NOTE: I find it almost impossible to rate documentaries. In my opinion this is a very important film that needs to be seen by anyone who has either picked on someone or been picked on him or herself in the past. In my opinion, this film needs to be seen by as many people, especially young kids and their parents, as possible. I thought I would add this note to my review rather than explain why I gave the film my original rating thought of ten out of ten and have to explain why I apparently think “this film is as good as CITIZEN KANE??) I don’t.
Video: Presented in 1.78:1 aspect ratio (it was 1.85:1 in theatres).

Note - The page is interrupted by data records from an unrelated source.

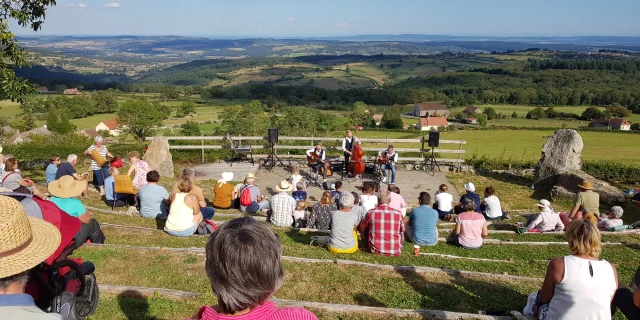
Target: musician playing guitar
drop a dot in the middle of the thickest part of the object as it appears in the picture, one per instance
(316, 159)
(388, 159)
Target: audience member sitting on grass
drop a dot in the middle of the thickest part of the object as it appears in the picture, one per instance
(545, 221)
(628, 301)
(471, 195)
(422, 226)
(110, 197)
(300, 214)
(470, 227)
(68, 169)
(579, 286)
(243, 263)
(368, 199)
(153, 198)
(300, 194)
(382, 229)
(223, 192)
(258, 202)
(64, 193)
(611, 220)
(196, 191)
(184, 213)
(444, 201)
(344, 223)
(282, 206)
(320, 216)
(491, 207)
(140, 167)
(52, 168)
(25, 242)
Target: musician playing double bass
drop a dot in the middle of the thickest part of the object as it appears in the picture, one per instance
(347, 147)
(388, 158)
(316, 157)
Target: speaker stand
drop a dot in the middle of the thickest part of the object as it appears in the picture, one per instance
(272, 159)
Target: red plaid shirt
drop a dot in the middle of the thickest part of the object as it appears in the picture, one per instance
(386, 229)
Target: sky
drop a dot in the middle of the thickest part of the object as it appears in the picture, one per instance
(306, 18)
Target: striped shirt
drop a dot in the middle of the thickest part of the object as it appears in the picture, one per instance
(266, 311)
(386, 226)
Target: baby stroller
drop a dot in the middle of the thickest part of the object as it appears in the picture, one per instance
(62, 285)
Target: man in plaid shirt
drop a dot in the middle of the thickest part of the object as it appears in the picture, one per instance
(282, 206)
(383, 228)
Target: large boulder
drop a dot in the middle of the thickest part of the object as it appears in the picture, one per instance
(159, 157)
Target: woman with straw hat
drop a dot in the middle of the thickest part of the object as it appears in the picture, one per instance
(25, 242)
(64, 193)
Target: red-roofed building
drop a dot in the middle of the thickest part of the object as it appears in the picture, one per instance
(432, 123)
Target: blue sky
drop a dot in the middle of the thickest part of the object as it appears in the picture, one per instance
(277, 18)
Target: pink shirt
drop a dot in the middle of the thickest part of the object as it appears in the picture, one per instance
(266, 311)
(397, 201)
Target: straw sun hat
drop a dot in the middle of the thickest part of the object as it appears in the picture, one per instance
(66, 187)
(24, 241)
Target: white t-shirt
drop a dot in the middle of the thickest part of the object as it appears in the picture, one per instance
(444, 201)
(492, 207)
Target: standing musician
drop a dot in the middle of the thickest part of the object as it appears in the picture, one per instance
(318, 155)
(388, 159)
(347, 147)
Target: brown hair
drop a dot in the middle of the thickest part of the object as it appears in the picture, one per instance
(326, 198)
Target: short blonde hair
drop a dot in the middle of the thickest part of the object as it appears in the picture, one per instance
(584, 238)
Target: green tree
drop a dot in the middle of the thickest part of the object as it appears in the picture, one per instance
(190, 128)
(138, 116)
(27, 13)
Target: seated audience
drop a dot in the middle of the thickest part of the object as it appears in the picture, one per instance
(25, 242)
(612, 219)
(546, 220)
(344, 223)
(223, 197)
(422, 226)
(490, 207)
(140, 168)
(196, 191)
(258, 202)
(52, 168)
(64, 193)
(282, 206)
(110, 197)
(470, 228)
(300, 214)
(320, 216)
(184, 212)
(628, 301)
(382, 229)
(579, 286)
(300, 194)
(153, 198)
(443, 203)
(368, 199)
(243, 263)
(471, 195)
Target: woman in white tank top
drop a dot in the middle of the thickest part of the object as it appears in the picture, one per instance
(579, 286)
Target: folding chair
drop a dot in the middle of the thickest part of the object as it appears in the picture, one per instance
(239, 151)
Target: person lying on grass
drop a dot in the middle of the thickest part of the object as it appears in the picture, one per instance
(244, 266)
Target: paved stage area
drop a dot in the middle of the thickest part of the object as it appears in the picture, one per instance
(411, 183)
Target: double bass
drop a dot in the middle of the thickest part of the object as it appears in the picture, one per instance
(356, 165)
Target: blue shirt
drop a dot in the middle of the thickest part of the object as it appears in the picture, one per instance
(423, 223)
(71, 206)
(473, 196)
(152, 197)
(50, 174)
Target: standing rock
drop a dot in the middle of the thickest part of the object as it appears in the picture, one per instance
(159, 157)
(561, 153)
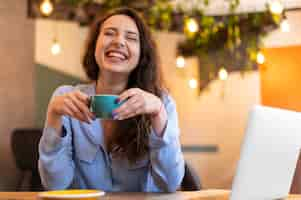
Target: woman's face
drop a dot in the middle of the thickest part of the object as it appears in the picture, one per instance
(118, 45)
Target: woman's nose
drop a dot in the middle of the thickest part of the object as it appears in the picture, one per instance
(119, 40)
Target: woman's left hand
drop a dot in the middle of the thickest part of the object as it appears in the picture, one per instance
(137, 102)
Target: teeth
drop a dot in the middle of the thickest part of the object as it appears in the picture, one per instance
(116, 54)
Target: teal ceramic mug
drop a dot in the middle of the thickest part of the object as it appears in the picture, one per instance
(103, 105)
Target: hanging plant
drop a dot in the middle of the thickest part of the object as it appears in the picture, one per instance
(230, 42)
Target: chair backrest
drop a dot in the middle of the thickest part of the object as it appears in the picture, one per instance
(191, 180)
(24, 143)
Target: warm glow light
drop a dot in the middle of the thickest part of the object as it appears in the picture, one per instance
(192, 25)
(46, 7)
(223, 74)
(55, 48)
(180, 62)
(285, 26)
(260, 58)
(276, 7)
(193, 83)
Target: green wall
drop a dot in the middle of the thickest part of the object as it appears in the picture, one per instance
(47, 80)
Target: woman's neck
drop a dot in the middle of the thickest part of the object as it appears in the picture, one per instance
(111, 83)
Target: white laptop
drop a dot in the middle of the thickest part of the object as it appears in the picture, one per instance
(268, 156)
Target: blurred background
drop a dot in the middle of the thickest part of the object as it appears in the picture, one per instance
(219, 58)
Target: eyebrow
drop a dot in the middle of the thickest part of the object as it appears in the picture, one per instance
(115, 29)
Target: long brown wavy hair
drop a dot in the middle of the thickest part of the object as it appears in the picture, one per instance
(131, 137)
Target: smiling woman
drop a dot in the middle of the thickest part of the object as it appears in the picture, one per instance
(137, 150)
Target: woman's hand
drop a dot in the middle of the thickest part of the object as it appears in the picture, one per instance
(137, 102)
(74, 104)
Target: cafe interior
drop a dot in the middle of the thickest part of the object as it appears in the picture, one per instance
(219, 58)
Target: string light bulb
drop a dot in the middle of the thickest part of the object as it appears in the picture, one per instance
(55, 48)
(191, 25)
(193, 83)
(223, 74)
(276, 7)
(260, 58)
(180, 62)
(46, 7)
(285, 26)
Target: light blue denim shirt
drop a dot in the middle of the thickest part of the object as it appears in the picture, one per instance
(85, 163)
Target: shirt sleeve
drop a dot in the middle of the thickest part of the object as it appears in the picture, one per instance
(167, 163)
(56, 165)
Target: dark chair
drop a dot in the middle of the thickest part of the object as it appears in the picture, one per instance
(191, 180)
(24, 143)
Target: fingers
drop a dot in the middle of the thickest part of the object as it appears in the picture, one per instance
(127, 94)
(82, 97)
(81, 106)
(130, 108)
(72, 110)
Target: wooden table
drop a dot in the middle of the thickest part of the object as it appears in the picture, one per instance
(199, 195)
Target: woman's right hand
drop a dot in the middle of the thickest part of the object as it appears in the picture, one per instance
(74, 104)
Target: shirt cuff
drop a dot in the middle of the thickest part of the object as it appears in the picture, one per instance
(51, 140)
(155, 141)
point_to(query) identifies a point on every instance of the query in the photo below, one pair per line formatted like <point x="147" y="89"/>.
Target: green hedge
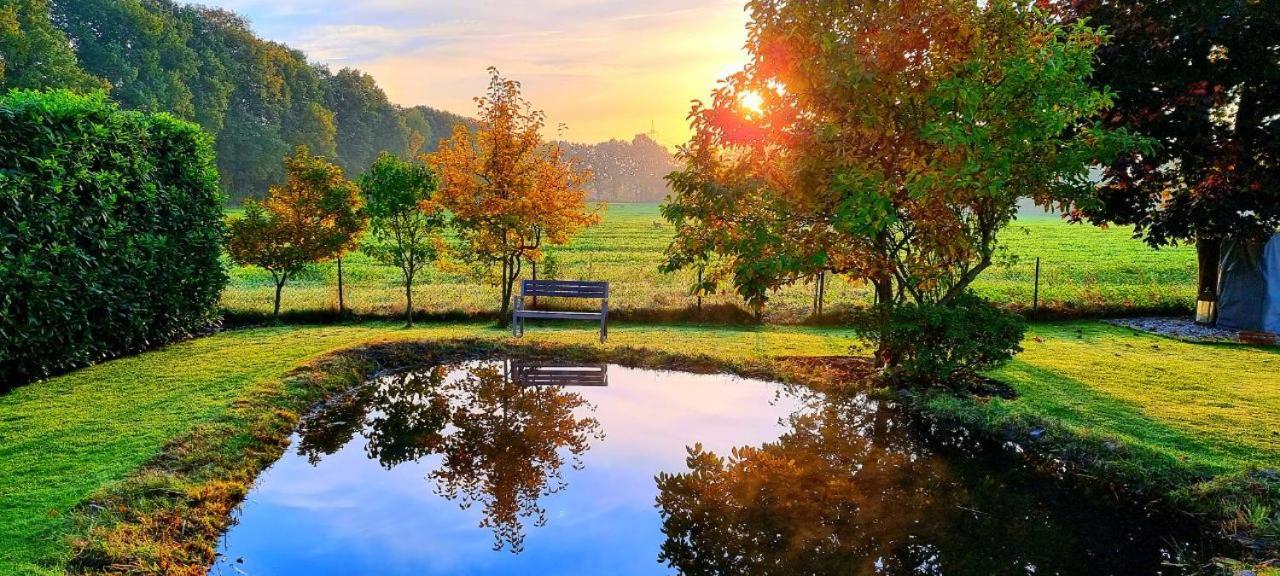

The footage here is typical for a mostly low budget documentary so while clear the image is nothing spectacular.
Audio: The audio is presented in DTS-HD Master Audio5.1. The conversations are clear with even the softest voices audible.
A solid collection of extra material that helps spread the message.
Special Edition of BULLY edited for a younger audience (47:11): Meant for pre-teens the message is still strong.
Deleted Scenes (12:35): Six deleted scenes: “Alex Singing at Home,” “Popularity Scale,” “Kelby’s Last Day at School,” “A Day Without Bullies,” “Caine’s Story” and “Jake Stands Up.”
The “Bully” Project at Work (7:17): A short piece on how a middle school got involved in the “1 Million Kids” campaign designed by The Bully Project, featuring the reactions of the school children after they see the film.
Alex After “Bully” (4:27): A quick look into how Alex’s life has changed since the release of the film.
Alex’s Character Sketch (1:45): Another short look at Alex.
Alex Raps (2:27): At the NO BULL Teen Video Awards Alex raps with singer Sean Kingston.
Kelby’s Original Sketch (1:26): A short piece on Kelby.
Meryl Streep on Bullying (2:07): The Oscar-winner talks about her reaction to the film.
Communities in Motion (5:16): A combination live action/animated piece that deals with bully prevention.
Sioux City After “Bully” (6:32): People from Alex’s hometown speak about the film and their communities new anti-bullying measures.
Good Morning America (7:57): Alex and his mother, Tyler’s father David and director Hirsch talk about the film on the morning show.
Kevin Jennings, An Advocates Perspective (2:22): Jennings, former Assistant U.S. Secretary of Education, talks about the problem of bullying.
We Are Daniel Cui (3:17): Cui is a young soccer player who dealt with on-line bullying after he allowed a goal. The piece shows how his friends helped him deal with, and put an end to, the bullying.
“Bully” the Book: An ad for the book.